Thursday, October 28, 2010

Garble garble...

I have been trying for the past two days to only speak what I like versus what I don't like.
It hasn't quite been as easy as I thought it would be.
I've gotten used to listing things that I don't like, that it's kind of just in my natural dialogue.
Made me realize how...not positive I am. Not that I am so much negative but definitely not positive.
Eye-opener.

Well my new man and I are no more. I have meant to update and post about all the place and things that we have seen together...now it just doesn't seem as important since he is no longer around.
I remember Kevin mentioning that I would definitely be sought after once I reached the south. BUT that I would be a novelty...and soon would be disgarded.
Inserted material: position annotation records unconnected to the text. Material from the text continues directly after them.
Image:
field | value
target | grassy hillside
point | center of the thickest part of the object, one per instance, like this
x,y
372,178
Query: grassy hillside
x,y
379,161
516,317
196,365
He tried to sugar-coat it with words like "big personality", "citified", "progressive"...but it comes down to that I am good for only a moment of time.
Obviously he was correct...my two attempts at a relationship with a southern man...have quickly turned out disasterous (so dramatic am I). Which for me is nothing much...but the fact that each relationship can't even turn into a friendship and not of my choice but because they want that, speaks volumes about how I am clearly not a southern thing...I am an acquired taste so to speak.

Yet, I push forward because I may need a man...and a man may need me. In the for real way, not in the half ass way that I have been living my life thus far. Half assed meaning liking not having responsibility or accountability.
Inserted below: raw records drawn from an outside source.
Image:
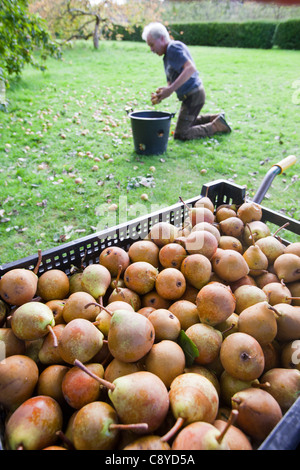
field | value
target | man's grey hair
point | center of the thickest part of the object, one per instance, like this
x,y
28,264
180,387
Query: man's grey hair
x,y
157,30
A good thing about going thru a break-up...is that I guess I don't eat as much. I've lost 5 lbs in a week. Just don't have an appetite. Last night I realized that all I had consummed for the day was a cup of coffee. However, although I may need to lose 15 more pounds, I realize that I need to eat.
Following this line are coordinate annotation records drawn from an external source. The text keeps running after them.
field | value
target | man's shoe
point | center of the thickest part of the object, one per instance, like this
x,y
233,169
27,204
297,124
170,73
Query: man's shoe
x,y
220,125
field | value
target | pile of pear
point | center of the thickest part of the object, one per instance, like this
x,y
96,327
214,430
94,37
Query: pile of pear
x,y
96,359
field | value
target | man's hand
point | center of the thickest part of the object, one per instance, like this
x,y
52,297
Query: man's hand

This weekend is Halloween. It is like a mini Mardi Gras and I am excited about going into the FQ to see the parade and see all the craziness. I thought about dressing up but... Just but.

Last night I attended a showing of Faubourg Tremé: The Untold Story of Black New Orleans. There was a Q&A session afterwards. I had no questions. I always hate Q&A...I never have a question or a comment. Makes it worse that I was sitting almost right in front of the producer and he kept eyeing me...as if he thought that I had had a question all the sudden...or as if he wanted to eat me up. I am going to want to believe the last one of course.

I am secretly drawn to nerd...and A-type personalities...and assholes...and rich men...

Lolis is a nerd...may even be over the sufficient amount...so to speak...but him in his glasses and messed up 70's fro with his little potbelly made me sort of want to pull him to the back of one of the bookstore aisles and stick my tongue down his throat. I didn't, of course, because my sexy swag I had...is now hesitant...boring...and sexless which means not sexy at all.

I am boring.
I am average these days.
Speaking of average...I am almost to the point where I can see myself here for life. I am not sure if I understand why...but... Wait, did I just call New Orleanians average? LOL I am such an ass.

I am thinking about volunteering. I used to but haven't done it for awhile... there are a ton of organizations to volunteer with, for sure but... I am still looking. I liked working with special olympics so...maybe I will head down that route. I think it will soften me up as well. Hoping.